UI first-year Chloe Skidmore has experienced the overwhelming impact of being both a student and athlete.

“I wasn’t fully prepared for what I got myself into,” Skidmore said. “You have to work around a very concrete schedule.”

Though she is grateful for the opportunity she has on the cross country and track team, Skidmore has experienced the challenge of juggling several commitments while transitioning to college life.

In the fast-past world we live in, it’s easy to feel like you need to do it all.  However, it’s  OK to take a step back and focus on yourself.

With the many organizations the UI offers, it’s easy to overrun yourself with activities. One way to manage your devotion to student organizations is to prioritize one organization dedicated to service, and an organization that appeals to your personal interest.

Signing up for too many student organizations can overwhelm and complicate a student’s schedule.

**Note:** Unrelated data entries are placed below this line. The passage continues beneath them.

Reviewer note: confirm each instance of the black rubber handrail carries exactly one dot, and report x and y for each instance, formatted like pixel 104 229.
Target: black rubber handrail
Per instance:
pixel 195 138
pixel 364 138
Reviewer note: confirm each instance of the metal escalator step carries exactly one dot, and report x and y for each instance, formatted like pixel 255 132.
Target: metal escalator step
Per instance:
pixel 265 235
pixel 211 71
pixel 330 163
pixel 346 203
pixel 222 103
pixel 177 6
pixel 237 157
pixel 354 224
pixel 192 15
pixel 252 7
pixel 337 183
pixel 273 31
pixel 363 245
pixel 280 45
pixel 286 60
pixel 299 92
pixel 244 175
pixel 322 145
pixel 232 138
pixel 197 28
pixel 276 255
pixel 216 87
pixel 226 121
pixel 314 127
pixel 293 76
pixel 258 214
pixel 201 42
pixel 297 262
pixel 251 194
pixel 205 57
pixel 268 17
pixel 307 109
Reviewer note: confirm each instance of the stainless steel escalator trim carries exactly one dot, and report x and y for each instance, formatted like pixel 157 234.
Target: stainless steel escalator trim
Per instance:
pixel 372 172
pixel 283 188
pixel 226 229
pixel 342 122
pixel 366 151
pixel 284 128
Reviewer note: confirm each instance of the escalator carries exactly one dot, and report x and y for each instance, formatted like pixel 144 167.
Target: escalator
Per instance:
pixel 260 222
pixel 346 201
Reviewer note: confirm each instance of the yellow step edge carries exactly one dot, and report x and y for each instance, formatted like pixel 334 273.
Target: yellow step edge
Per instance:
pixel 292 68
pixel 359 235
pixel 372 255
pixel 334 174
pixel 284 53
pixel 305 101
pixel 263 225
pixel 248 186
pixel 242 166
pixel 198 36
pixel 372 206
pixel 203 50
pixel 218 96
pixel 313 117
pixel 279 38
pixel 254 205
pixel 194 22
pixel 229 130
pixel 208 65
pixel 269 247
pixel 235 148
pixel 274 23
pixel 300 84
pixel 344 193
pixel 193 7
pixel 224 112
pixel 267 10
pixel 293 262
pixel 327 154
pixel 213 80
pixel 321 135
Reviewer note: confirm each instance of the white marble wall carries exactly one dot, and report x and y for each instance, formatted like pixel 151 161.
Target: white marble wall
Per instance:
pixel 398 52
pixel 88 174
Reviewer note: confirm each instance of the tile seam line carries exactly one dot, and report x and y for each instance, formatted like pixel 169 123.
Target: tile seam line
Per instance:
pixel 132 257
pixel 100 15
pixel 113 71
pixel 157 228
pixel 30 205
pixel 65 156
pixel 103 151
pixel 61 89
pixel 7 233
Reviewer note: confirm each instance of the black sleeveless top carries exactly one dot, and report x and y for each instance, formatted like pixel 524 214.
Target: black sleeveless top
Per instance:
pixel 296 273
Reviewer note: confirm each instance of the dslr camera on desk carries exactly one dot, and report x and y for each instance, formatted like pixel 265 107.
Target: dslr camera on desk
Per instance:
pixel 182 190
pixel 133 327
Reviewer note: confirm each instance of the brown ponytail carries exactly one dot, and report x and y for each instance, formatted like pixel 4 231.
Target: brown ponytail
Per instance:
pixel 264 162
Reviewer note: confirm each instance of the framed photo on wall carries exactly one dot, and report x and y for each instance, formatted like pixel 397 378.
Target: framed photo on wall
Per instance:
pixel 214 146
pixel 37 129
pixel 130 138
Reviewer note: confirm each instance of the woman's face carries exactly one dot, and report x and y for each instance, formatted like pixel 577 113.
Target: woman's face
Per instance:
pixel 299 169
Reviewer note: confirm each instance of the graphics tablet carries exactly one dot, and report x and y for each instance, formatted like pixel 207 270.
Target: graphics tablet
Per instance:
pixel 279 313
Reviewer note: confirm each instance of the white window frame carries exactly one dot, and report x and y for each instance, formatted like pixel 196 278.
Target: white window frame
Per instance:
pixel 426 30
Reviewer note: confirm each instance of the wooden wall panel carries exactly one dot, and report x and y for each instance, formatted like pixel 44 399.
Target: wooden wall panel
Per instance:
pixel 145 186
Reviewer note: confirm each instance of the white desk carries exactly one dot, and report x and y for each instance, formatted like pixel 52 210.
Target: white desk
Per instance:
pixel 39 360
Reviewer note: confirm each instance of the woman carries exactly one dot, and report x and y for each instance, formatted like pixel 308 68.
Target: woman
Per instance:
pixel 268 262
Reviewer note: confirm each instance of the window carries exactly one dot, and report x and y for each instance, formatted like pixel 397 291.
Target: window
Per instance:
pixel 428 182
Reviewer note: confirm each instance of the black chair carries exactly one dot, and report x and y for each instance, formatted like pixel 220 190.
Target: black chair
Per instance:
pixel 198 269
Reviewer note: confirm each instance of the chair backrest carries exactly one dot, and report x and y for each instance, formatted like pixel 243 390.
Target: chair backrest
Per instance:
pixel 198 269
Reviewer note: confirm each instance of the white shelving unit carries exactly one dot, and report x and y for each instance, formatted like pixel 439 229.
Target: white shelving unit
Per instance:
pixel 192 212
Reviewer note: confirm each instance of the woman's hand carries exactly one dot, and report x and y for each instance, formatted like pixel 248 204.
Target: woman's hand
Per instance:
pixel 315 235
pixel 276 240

Dedicating more of yourself to less activities will increase the overall impact you make.

Additionally, students often feel overwhelmed by the number of credits they need to fulfill. Often, this results in students packing as many semester hours in their schedules as possible.

Though fulfilling academic requirements can be a challenge, it’s imperative to your academic success to not overload your schedule. Plan to have enough time each day to dedicate yourself to a single class rather than dedicating yourself to an abundance of semester hours.

On top of schoolwork, many students — like myself — have part-time jobs to help pay for college. Even a few shifts each week can be a massive undertaking as a student.

Though college is a massive expense, it’s important that you can prioritize your education before prioritizing your job. In my experience of working at a coffee shop on campus, maxing out on shifts during the weekend and summer can help mediate the amount you work on weekdays.

This school year, find a balance that works for you.

Though it is important to stay involved in activities and to strive for academic success, it’s most important you take care of yourself. Remember, it is OK to take a step back. The best work you do happens when you do what works best for you.

Columns reflect the opinions of the authors and are not necessarily those of the Editorial Board, The Daily Iowan, or other organizations in which the author may be involved.